I'm not proposing to do a grammar crit, but one thing that struck me very strongly was that you seem to have two separate voices. The action involving the abused characters is, as others have rightly said, extremely powerful and gripping stuff. Well-written, stark and more than a little harrowing. Absolutely excellent.

However, your second voice (the first scene with Josephine and the fight scene) is rather flat by comparison. We leave the dark world of abuse and vulnerability and look likely to enter the sunny uplands of genre fantasy. I suspect that this is because in your first voice you are writing about things you know about, care about and need to express, whereas in your second voice you are writing about things you have no direct experience of (living in a fantasy landscape). This is not to criticise fantasy landscapes - far from it - but there is a noticeable shift of gear when you have to deal with the world outside the Cellars.

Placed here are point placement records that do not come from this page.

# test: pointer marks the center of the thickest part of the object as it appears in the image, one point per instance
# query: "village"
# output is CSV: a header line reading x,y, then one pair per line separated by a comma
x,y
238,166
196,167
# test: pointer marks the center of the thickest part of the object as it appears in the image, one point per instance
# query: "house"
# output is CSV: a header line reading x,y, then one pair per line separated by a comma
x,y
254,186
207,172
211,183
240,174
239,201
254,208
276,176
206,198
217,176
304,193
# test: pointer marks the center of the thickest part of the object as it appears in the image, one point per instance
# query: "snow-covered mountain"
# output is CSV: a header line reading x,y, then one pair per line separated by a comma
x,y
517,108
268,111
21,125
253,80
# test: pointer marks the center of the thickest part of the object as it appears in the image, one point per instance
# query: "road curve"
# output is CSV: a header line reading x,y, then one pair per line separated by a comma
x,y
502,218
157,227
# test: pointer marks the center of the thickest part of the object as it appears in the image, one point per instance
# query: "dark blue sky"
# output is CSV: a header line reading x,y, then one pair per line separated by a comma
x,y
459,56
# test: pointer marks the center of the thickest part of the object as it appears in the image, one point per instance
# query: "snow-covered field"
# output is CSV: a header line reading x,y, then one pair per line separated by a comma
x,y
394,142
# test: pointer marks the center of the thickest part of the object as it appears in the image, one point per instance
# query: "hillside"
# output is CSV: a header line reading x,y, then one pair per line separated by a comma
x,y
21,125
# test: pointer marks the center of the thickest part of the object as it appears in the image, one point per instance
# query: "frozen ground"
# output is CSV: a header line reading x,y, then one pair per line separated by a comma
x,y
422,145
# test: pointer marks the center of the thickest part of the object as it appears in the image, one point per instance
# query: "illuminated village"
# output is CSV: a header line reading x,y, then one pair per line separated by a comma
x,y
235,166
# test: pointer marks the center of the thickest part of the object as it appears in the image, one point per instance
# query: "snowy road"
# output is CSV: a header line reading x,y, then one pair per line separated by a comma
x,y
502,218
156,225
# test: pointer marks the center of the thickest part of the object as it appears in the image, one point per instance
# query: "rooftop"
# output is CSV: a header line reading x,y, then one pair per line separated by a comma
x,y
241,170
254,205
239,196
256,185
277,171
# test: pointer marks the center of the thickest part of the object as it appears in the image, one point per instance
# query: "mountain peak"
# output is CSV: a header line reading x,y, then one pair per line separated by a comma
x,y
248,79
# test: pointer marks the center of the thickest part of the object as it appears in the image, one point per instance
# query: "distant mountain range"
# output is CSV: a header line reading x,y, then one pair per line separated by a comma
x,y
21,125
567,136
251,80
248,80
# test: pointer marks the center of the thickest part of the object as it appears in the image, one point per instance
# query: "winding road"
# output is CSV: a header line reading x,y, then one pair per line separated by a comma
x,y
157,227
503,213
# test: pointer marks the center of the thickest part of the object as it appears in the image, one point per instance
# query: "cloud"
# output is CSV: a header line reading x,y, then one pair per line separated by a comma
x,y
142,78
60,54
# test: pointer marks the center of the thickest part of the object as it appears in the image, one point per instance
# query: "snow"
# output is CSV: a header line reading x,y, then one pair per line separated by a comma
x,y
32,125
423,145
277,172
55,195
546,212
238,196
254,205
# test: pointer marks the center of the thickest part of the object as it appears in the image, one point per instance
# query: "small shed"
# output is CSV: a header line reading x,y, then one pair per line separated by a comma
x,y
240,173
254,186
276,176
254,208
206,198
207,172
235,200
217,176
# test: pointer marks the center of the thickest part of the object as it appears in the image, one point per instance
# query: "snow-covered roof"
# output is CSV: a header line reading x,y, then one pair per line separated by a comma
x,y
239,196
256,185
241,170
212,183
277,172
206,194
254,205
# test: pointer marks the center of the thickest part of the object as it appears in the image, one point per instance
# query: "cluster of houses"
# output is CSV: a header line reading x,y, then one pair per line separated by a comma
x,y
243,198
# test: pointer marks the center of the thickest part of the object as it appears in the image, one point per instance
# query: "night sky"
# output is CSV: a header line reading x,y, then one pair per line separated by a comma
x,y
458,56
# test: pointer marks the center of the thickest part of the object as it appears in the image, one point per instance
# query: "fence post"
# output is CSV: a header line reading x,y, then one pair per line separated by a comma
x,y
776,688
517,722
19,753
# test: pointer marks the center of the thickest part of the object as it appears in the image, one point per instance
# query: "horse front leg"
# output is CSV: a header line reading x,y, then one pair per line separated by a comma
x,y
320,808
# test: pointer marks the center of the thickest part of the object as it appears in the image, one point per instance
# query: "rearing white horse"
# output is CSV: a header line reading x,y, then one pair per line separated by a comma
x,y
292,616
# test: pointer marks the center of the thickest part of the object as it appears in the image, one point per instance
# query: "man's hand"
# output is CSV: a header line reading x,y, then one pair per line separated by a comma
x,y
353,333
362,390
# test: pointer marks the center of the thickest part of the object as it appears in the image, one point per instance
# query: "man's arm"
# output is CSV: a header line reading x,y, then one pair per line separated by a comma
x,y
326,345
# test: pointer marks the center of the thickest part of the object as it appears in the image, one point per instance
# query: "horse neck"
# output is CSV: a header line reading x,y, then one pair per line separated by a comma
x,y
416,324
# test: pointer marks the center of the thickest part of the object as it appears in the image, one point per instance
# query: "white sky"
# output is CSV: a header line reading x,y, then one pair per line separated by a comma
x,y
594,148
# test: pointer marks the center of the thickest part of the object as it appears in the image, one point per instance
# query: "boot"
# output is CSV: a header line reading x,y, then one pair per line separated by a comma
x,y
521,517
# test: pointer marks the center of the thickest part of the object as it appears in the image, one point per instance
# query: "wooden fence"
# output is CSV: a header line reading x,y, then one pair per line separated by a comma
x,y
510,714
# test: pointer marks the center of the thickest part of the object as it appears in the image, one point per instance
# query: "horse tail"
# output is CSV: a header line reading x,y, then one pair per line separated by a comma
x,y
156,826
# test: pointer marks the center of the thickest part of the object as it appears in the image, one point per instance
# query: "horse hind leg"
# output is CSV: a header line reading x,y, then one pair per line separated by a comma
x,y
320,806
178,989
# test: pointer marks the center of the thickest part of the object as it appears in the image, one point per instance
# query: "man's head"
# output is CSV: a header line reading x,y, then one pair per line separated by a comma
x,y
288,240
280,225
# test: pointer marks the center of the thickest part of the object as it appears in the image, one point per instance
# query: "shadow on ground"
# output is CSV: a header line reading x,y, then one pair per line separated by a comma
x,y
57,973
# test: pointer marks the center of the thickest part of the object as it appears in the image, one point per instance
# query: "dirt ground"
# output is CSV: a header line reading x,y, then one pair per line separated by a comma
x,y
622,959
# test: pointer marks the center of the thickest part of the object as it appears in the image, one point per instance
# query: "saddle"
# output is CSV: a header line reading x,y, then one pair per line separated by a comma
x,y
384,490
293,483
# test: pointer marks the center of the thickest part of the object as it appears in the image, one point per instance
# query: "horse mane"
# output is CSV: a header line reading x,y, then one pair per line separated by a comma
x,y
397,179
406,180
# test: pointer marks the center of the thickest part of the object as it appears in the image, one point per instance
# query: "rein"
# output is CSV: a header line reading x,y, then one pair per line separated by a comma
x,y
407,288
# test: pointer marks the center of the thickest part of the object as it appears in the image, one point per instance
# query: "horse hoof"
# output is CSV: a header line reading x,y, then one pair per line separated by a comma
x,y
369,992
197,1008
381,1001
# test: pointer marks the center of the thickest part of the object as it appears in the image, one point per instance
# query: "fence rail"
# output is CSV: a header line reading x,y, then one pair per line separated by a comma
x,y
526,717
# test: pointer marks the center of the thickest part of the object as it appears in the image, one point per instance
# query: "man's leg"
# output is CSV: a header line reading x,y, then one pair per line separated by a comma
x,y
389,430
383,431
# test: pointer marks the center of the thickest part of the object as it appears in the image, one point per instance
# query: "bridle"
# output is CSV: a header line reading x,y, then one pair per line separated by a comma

I wonder if the book would be stronger if you set it in the here and now - or the very near future. Both voices would then meld as they would both be narrating what you genuinely know about - the horrors of abuse and the nuts and bolts of the 21st Century. Just my view, but I think that bringing it up to date would make a pretty damn good read.

One other, very minor point. I don't know if you're based in Britain, but if not, you may not be aware that there is a real Dewsbury. Somewhat in the mode of Blake's 'dark satanic mills', but none the worse for that. It has a fish and chip shop called "Wibbits", which will be extremely funny to any member from the north of Britain and incomprehensible to anyone else.